Bytecode does not refer to 'local variables' because these do not exist in bytecode. Instead, bytecode can:

Refer to the stack, such as POP, which removes and discards the top of the stack, or FADD, which pops 2 values off of the stack, the JVM explodes if they aren't floats (so, we can assume they are), adds the two floats, and puts that back onto the stack. (NB: The verifier checks that the 'explodes' situation cannot occur. It sounds more dramatic than it is).
Run some bytecode that refers to a slot. For example, ALOAD_1 which is a simple bytecode instruction that fetches an object reference from 'slot #1' (that'd be the second slot - the first slot is slot #0), and pushes it onto the stack.

Thus, this java code:

int a = readInt();
int b = readInt();
println(a + b);

might be compiled as:

[START METHOD]
[META: SLOT SIZE: 2]

// int a = readInt(); - 'a' translates to slot 0.
INVOKESTATIC com.foo.KeyboardInput readInt()I;
ISTORE_0

// int b = readInt(); - 'b' translates to slot 1.
INVOKESTATIC com.foo.KeyboardInput readInt()I
ISTORE_1

ILOAD_0 // load int value in slot 0 and push onto stack.
ILOAD_1 // load int value in slot 1 and push onto stack.
IADD    // pop 2 int values, add them, push it back
INVOKESTATIC com.foo.BasicOutput println(I)V

Where println consumes 1 int off the stack.
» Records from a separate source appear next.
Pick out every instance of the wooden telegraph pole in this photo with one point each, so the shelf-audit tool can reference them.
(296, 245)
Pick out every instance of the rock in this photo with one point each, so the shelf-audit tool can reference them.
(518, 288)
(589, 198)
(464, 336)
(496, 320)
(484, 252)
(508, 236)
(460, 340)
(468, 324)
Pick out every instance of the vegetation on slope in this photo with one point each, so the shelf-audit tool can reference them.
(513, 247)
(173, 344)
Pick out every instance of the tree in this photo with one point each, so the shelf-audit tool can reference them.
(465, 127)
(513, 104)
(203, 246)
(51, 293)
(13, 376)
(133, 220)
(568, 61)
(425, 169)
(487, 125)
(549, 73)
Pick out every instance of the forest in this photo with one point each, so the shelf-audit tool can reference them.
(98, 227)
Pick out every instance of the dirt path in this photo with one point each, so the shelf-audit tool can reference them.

Let's now 'fancy up' our method and introduce another local var:

int a = readInt();
int b = readInt();
int c = a + b;
println(c);

This code is easily identifiable as entirely identical in operation to the first. And if you compile this, it would in fact produce the exact same bytecode. No 'third slot' would appear. Because there's no need - the compiler doesn't translate a local variable 'one-to-one' to a slot. As long as you don't use c anywhere else, javac is perfectly capable of realizing that there is no need to have it exist as a slot.

In fact, if you were to compile the above code, you'd end up with.. no slots whatsoever! After all, if that is the entire method, and a/b/c aren't used anywhere else, the compiler would produce:

[START METHOD]
[META: SLOT SIZE: 2]

// readInt(); - just leave the read value on the stack.
INVOKESTATIC com.foo.KeyboardInput readInt()I;

// read a second value from the stack
INVOKESTATIC com.foo.KeyboardInput readInt()I

IADD    // pop 2 int values, add them, push it back
INVOKESTATIC com.foo.BasicOutput println(I)V

No need for even a single slot.

Similarly then, imagine this method:

void example() {
  int a = ....;
  int b = ....;
  // Tons and tons of math with a and b.
  println(a + b);

  // from here on out, a and b are never used again.

  int c = ....;
  int d = ....;
  // Tons and tons of math with c and d.
  // note that a and b are not used in this code
}

The compiler would only use at most 2 slots. Because 'c' and 'd' just g where 'a' and 'b' used to be. The compiler is perfectly capable of concluding that 'a' and 'b', as they aren't being used any more, can be 'overwritten'.

Hence, there is simply no one-to-one mapping of local variables to slots:

A local variable may not result in a slot at all.
A single slot may serve as the storage place for multiple locals.
A slot may be declared even if no single local variable exists.
A single local variable may end up being used in different slot positions.
Slot 0 is always reserved for the this reference in instance methods.
Names of local variables aren't in class files. There is no need for the class file to know that the variables in our mathy parts are named 'a' and 'b'. This is freeing - name your variables whatever you want. Preferably, something that clearly indicates what they do. There is zero effect on either class file size or how fast it runs if you pick longer names. In contrast to e.g. javascript where it is theoretically possible you'd notice, and JS minimizers love peddling the idea that this doesn't just make things smaller, it also makes things faster. None of that applies to java. Java is always fast.

With all that context, your question has become meaningless: Local variables don't exist in class files, therefore, 'how does the JVM deal with 2 locals with the same name' is trivial.